Malocclusion Class Lagos Patients*(n) % HEMORIO  patients(n) %
Class I (90) 77 (87)   43
Class II (25) 21 (107) 52
Class III (2)    2 (10)     5
Total patients studied (117) 100 (204) 100

Table 2: Prevalence of the Classes of malocclusion in patients with sickle cell disease in Lagos and in HEMORIO.

interdisciplinary-medicine-malocclusion-patient

Figure 1:Class I malocclusion in a patient with SS.

interdisciplinary-medicine-malocclusion-patient-SS

Figure 2:Class II malocclusion in a patient with SS.

interdisciplinary-medicine-Class-malocclusion-patient

Figure 3:Class III malocclusion in a patient with SS.

interdisciplinary-medicine-treatment-Braces-cemented

Figure 4:Malocclusion before (A) and after (B) treatment with Braces cemented to teeth in a patient with SS.

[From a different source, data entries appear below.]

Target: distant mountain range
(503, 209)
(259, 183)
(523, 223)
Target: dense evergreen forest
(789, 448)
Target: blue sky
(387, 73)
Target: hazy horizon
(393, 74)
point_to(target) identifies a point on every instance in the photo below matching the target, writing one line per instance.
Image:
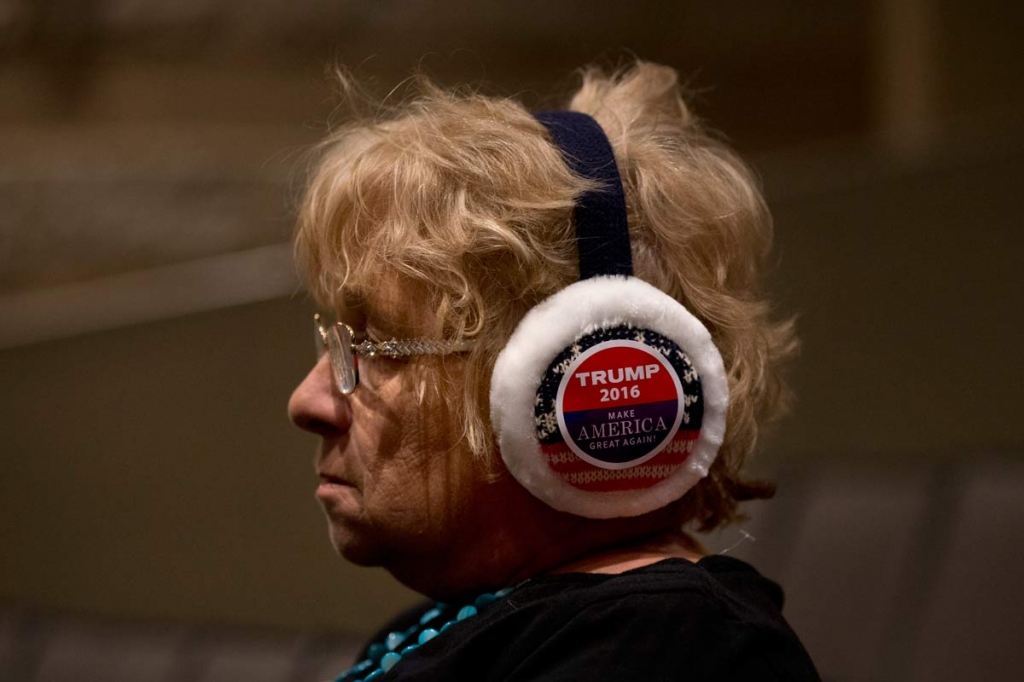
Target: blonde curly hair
(466, 196)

interdisciplinary-medicine-Irregular-radiolucency-dental

Figure 5:Irregular radiolucency of dental pulp (Arrows) consistent with pulp necrosis in a patient with SS.

Pulp necrosis

Pulp necrosis (also referred to as Queratinosis in Brazil) or dead pulp (Figure 5) is defined as necrotic dental pulp due to trauma, infection or chemical reaction characterized by no response to thermal stimulation. A necrotic dental pulp causes toothache, discoloration of the tooth, acute apical periodontitis, or dental abscess [28]. Two observational reports suggest that SS is a potentially risk factor for pulp necrosis in intact permanent teeth [29,30].

Infection

Poor dental hygiene leads to the formation of plaque on teeth when food particles interact with bacteria normally present in the mouth, Plaque that remains on the teeth for a long time hardens and forms tartar also called calculus. Persistent plaque and tartar cause gingivitis. If untreated, gingivitis progresses to more serious complications such as chronic periodontitis, dental abscess and bone destruction culminating in tooth loss [31]. Periodontal infection may precipitate painful vaso-occlusive crises and increase the frequency of hospital admissions among adult patients with SCD [32,33].

Iron overload

Scrapings obtained from the buccal mucosa of multiply transfused 40 patients with β-thalassemia major and 20 patients with SS and stained with Prussian blue stain showed the presence of iron in 72.5% of the thalassemia patients and 35% of the SS patients. None of the control normal subjects had iron present in scrapings from their buccal mucosa [34]. Moreover, the prevalence of dental caries and periodontal diseases was significantly more in β-thalassemia patients followed by SS patients than control group [35]. In addition, the presence of decayed missing filled teeth was significantly (p < 0.001) higher in the thalassemia group than in patients with SS [35]. Patients with β-thalassemia usually receive more blood transfusion than patients with SS. Together; these findings suggest that dental complications of patients with β-thalassemia and to lesser extent patients with SS are associated with iron overload. Further studies are needed to confirm these findings.

Conclusion

The strength of this mini review is the emphasis on the importance of dental complications in SCD which often precipitate or worsen other clinical features of the disease including vaso-occlusive crises and systemic infections. The weakness of the review is the lack of evidence that certain dental complications such as caries are specific to SCD bur are as frequent as in other patient populations. Specifically, patents with SCD often experience orofacial pain which seems to be of two types. The first type occurs in the absence of dental pathology and is probably associated with vaso-occlusive painful crises [29,36]. The pathophysiology of this type of pain seems to be due to vasoocclusion within the microcirculation of the facial bones and dental pulp with small microinfarcts in the bone marrow [36]. The second type of orofacial pain is due to specific oral and dental pathology including dental caries, pulpal necrosis, enamel hypomineralization and infections [37,38]. Dental care and dental hygiene among patients with SCD is a neglected area that requires more studies. Moreover, some dentists in Urban USA refuse to see patients receiving medical assistance or Medicare [8,38,39].